Labour frontbencher steps down over Iraq airstrike vote
In a letter to Labour Party Leader Ed Miliband, Ali expressed doubts at both the short term efficacy of the strikes and the long-term strategic benefits of military action.
“I am not confident that this military action will be effective in the short term in just targeting the terrorists and not harming innocent civilians,” she wrote. “Nor can I pretend to have any confidence that there is a credible long-term strategy to build up the capacity of the Iraqi army or that the potential impact on radicalization in the UK has been properly thought through.”
Ali added that she believed her colleagues were acting with good intentions, but too many people in conflict zones had been made to suffer “for misconceived actions by the UK and other countries” over the last decade.
“I appreciate the sincerity of Members of Parliament from all sides of the House who today support military action against ISIL. I know that British Muslims stand united in the total condemnation of the murders that ISIL has committed,” she wrote.
“However, there is a genuine belief in Muslim and non-Muslim communities that military action will only create further bloodshed and further pain for the people of Iraq,” she added.
.@rushanaraali Much respect for your v. principled decision to resign from shadow front bench over vote on air strikes in Iraq
— Caroline Lucas (@CarolineLucas) September 26, 2014
Miliband told Ali that he "respects" and "accepts" her resignation from the party front bench.
"I know that you have thought long and hard about this.
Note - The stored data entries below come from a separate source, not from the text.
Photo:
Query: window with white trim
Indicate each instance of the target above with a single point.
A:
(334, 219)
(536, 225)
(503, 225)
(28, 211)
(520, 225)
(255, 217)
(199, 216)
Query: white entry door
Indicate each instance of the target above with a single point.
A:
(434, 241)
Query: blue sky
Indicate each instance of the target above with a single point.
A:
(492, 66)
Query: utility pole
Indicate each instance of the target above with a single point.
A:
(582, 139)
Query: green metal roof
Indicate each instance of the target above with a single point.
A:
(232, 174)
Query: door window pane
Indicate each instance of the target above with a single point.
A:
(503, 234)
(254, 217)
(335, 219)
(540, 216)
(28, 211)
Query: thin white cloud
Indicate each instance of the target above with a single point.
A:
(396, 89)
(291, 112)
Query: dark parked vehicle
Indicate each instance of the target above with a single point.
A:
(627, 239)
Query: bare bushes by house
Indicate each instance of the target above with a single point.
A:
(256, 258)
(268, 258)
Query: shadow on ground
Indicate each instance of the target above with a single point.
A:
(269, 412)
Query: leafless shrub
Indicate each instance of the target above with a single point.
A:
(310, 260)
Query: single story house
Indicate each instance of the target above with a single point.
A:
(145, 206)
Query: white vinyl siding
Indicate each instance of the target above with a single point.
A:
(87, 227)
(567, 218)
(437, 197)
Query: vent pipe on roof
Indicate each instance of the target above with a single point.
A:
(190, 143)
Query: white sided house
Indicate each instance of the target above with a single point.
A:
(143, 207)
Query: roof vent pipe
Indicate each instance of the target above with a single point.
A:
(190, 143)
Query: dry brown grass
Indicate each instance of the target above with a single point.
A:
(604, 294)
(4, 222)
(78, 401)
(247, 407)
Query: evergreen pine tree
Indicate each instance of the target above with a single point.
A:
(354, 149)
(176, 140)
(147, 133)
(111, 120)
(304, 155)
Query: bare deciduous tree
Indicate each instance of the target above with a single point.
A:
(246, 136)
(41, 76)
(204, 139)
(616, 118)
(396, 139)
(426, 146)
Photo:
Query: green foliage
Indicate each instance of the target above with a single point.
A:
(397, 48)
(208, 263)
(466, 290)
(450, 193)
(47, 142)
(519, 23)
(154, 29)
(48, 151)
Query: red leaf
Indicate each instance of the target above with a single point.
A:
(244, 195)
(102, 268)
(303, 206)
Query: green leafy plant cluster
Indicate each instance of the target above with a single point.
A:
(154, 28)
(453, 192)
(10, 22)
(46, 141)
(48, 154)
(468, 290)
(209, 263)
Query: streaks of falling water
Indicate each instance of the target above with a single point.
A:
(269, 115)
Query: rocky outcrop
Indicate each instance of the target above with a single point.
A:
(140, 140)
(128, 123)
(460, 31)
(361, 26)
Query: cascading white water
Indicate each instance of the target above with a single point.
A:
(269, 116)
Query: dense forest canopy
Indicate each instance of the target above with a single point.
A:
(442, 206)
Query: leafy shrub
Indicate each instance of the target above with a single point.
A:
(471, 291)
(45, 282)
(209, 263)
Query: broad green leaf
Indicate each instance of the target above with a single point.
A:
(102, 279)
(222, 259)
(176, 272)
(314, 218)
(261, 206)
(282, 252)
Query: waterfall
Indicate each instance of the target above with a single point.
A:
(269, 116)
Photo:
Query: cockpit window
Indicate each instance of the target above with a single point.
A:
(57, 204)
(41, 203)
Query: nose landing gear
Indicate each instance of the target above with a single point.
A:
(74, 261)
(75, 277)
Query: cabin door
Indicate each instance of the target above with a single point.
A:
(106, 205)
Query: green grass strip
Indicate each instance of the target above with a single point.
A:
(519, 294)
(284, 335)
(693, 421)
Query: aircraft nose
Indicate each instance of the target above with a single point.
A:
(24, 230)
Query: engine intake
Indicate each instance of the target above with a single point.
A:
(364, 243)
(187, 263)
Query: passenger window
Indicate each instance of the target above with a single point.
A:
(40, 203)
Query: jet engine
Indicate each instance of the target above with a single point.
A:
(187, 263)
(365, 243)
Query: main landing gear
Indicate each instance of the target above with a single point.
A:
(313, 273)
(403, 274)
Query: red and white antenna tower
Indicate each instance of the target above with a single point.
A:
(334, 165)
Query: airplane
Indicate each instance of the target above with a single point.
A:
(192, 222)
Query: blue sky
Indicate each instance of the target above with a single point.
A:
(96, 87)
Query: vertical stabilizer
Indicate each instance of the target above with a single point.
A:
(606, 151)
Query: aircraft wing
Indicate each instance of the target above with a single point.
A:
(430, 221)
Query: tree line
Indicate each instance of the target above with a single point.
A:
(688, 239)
I respect and accept your resignation," he said.
Ali, who was appointed a frontbench spokeswoman on education in 2013, had previously served as shadow minister for international development. She will continue to serve as the MP for Bethnal Green and Bow.
— Sadiq Khan MP (@SadiqKhan) September 26, 2014
Sorry that @rushanaraali leaving front bench. She is a tremendous Labour MP & remains an important voice in parlt & party
— Harriet Harman (@HarrietHarman) September 26, 2014
Ali’s decision to step down came immediately after lawmakers in Britain's House of Commons voted overwhelmingly to take part in military action against IS.
The motion proposed by Prime Minister David Cameron's government was passed by 524 votes to 43 – a majority of 481.
Apart from Ali’s objections, MP Ian McKenzie lost his position as the aide to shadow Defence Secretary Vernon Coaker, after defying a three-line Labour whip not to vote against military intervention.
They were nearly two dozen Labour MPs who opposed the action. The others included Diane Abbott, Kate Hoey, John McDonnell, Barry Sheerman and Dennis Skinner. Six Conservative MPs also opposed the strikes.
Despite the minor pockets of opposition, the front benches of the
three main parties were mostly united over the proposals, which
could see the RAF begin bombing targets within hours.
The government said the intervention is legal under international law because it was requested by the Iraqi prime minister.
The motion did not propose any involvement in air strikes in Syria, where a US-Arab coalition began bombing IS militants on Tuesday. MPs last year rejected airstrikes on Syria to oppose the government of President Bashar Assad.
Cameron, told MPs early in Friday's debate the situation in Syria is “more complicated” than Iraq because of its "brutal dictator" President Assad and the civil war that has been ongoing for the past three years.
He noted, however, that there was a strong case for attacking IS in Syria, a proposition which both Foreign Secretary Philip Hammond and Defense Secretary Michael Fallon have cited as a distinct possibility.
Cameron added that there was no “legal barrier” to expanding operations into Syria, though MPs were far from united on such a move.
Miliband for his part has expressed serious reservations about striking targets within Syria.
Public opinion has turned decidedly in favor of military action following the beheading of British-aid worker David Haines.
A poll conducted for The Sun newspaper, published on Friday showed that 57 percent of surveyed UK residents said they supported bombing ISIS in Iraq, compared to 24 percent who were against the move.
Support for a bombing campaign is up by one-fifth on a similar poll last month.
Asked whether they backed strikes on IS in Syria, 51 percent approved of spreading the intervention while 26 percent opposed it. Meanwhile, 43 percent backed sending ground troops to Iraq, or considering sending them there.